Each national pavilion has its own entrance; most had installed some level of ramp to get in, but that doesn’t necessarily mean that all the art is accessible. In this edition’s Germany pavilion for example, an “apartment” was built around a spiral staircase, with no other access to those floors.
The main curated section (“Corderie”) of The Arsenale is one big (humongous) long building on one floor; no problem for wheelchair, scooter etc. However, many of the national pavilions were up flights of stairs (we did see a few elevators) and/or had level changes from room to room.
Accessibility at any of the collateral spaces is a crapshoot; the larger palazzi and museums will be fine, but some other structures may be inaccessible. Remember you’re dealing with structures and “streets” from the 800s to 1700s, built on stilts in a lagoon – some places just can’t be retrofitted. You can download a map for the main venues here (PDF).
Comfort
Each site has a couple cafes, with prices that weren’t as inflated as we’d have assumed. We brought our own lunches & beverages, and assume anyone with dietary restrictions can do so too. Each site has a couple sets of restrooms, though not as many as you’d hope, given the numbers of attendees.
Cost, Tickets & Time(s)
La Biennale opened April 20, and runs through November 24th, 2024. Daily hours vary seasonally; check the website to be sure. Official Biennale events and venues are closed most Mondays.
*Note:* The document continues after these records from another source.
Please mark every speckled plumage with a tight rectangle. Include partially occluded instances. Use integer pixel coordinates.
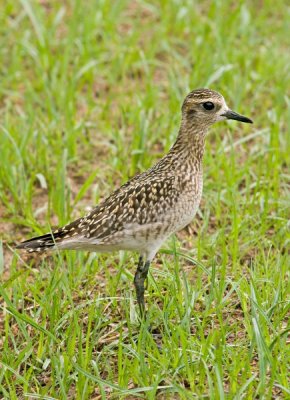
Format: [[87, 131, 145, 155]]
[[18, 89, 251, 311]]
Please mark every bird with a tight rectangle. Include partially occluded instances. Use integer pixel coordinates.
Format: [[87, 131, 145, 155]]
[[17, 88, 253, 318]]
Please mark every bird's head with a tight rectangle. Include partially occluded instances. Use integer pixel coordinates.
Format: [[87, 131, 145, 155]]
[[182, 89, 253, 127]]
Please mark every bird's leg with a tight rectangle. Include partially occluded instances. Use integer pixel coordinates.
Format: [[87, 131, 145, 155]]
[[134, 257, 150, 319]]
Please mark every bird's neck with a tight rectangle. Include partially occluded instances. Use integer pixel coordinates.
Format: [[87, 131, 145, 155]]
[[171, 119, 207, 165]]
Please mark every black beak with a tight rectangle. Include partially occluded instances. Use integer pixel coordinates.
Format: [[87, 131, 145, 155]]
[[223, 110, 253, 124]]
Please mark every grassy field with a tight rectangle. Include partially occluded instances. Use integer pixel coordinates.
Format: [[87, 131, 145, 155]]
[[0, 0, 290, 400]]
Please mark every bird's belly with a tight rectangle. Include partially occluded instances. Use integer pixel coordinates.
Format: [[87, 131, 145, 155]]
[[170, 187, 202, 232]]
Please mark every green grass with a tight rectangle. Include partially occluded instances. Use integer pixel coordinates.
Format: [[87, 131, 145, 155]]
[[0, 0, 290, 400]]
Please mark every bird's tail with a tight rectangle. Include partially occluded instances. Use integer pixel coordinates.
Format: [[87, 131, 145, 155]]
[[16, 231, 62, 253]]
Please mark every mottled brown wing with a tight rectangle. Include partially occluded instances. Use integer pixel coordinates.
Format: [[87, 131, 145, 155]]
[[77, 176, 179, 239]]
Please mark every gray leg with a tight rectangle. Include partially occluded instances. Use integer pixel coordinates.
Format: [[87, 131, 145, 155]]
[[134, 257, 150, 318]]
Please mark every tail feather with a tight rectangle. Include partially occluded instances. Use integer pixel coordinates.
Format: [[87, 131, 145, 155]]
[[16, 231, 63, 253]]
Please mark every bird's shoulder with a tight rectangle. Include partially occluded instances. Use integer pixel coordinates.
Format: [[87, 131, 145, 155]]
[[66, 169, 178, 239]]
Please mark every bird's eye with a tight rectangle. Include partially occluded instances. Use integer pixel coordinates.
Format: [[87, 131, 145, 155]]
[[203, 101, 214, 111]]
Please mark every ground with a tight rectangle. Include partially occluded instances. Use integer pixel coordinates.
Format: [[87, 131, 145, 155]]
[[0, 0, 290, 400]]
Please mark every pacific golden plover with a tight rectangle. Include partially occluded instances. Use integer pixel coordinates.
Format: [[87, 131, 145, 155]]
[[17, 89, 252, 315]]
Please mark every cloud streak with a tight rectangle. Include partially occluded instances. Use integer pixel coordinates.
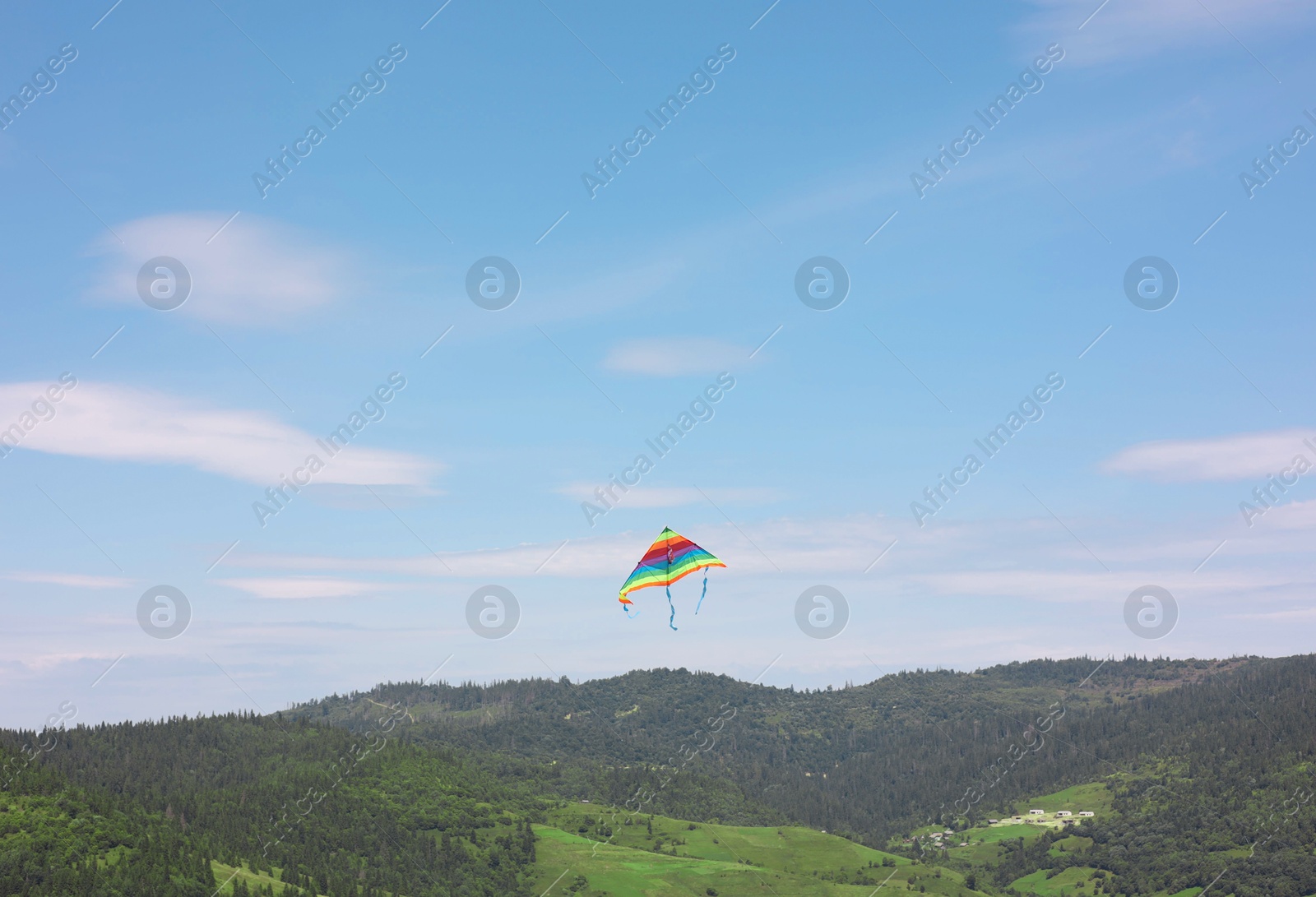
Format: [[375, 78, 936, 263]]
[[1101, 430, 1316, 483], [88, 213, 351, 326], [0, 381, 443, 487]]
There are multiple ticket options for the Biennale; single-visit all the way up to unlimited visit, and various discounts available. Remember, the Venice Biennale runs for 6 months, so if you’re traveling around Italy for a bit, this might be a good option. There are ticket booths at each site but the most convenient for us was at the Arsenale vaporetto stop.
We went for the 7-day ticket, which cost us 50EUR each. It’s good for 7 consecutive days, not counting Mondays, when the Biennale is closed. The “timer” doesn’t start until its first scanned, so you can buy whenever is convenient and lines are short. We visited a number of the offsite national pavilions before using our tickets for the two main sites. Weather may play a part in your strategy, as it did for us … if heavy rain is forecast, the curated pavilions are a good way to stay dry.
Pro Tip: Multi-day tickets also allow in-n-out privileges, which is pretty key. Lines are longest right at open, but taper WAY off by 2pm. School groups are also gone by then. It’s a better experience to hit some of the collateral sites in the morning and stroll on in somewhere after noon, maybe 1pm, to the main venues.
It’s also better to take in some exhibits and get some time away to “digest” it, rather that try to cram it into one day. It’s a marathon, not a sprint.
Where to Stay
If your main goal is the two main Venice Biennale sites, and not so much the rest of the city, or if mobility is an issue, we’d suggest staying somewhere around/along Via Guiseppe Garibaldi, like we did. It’s less tourist-heavy, quieter, cheaper, and less than 10 minutes walk to either the Arsenale or Giardini. There’s a slew of decent to really good restaurants, and bars, and a couple decent grocery stores, for that last-minute bottle run.
On the flip side, it adds a bunch of walking to the must-do Piazza San Marco, Doge’s Palace, etc. – though you could splurge on that multi-use vaporetto pass and save your legs.
Conclusion
For us, (Mr. Nomads in particular), attending the Venice Biennale was a bucket-list art travel event. I was expecting much more cutting-edge artwork… something forward-looking, but this edition was very much about looking at today and in the rearview.
But we did see amazing work, we learned a LOT, and we spent two weeks soaking in La Serenissima (“most serene”, Venice Republic’s nickname). We heartily recommend a visit, and as long a visit as you can manage.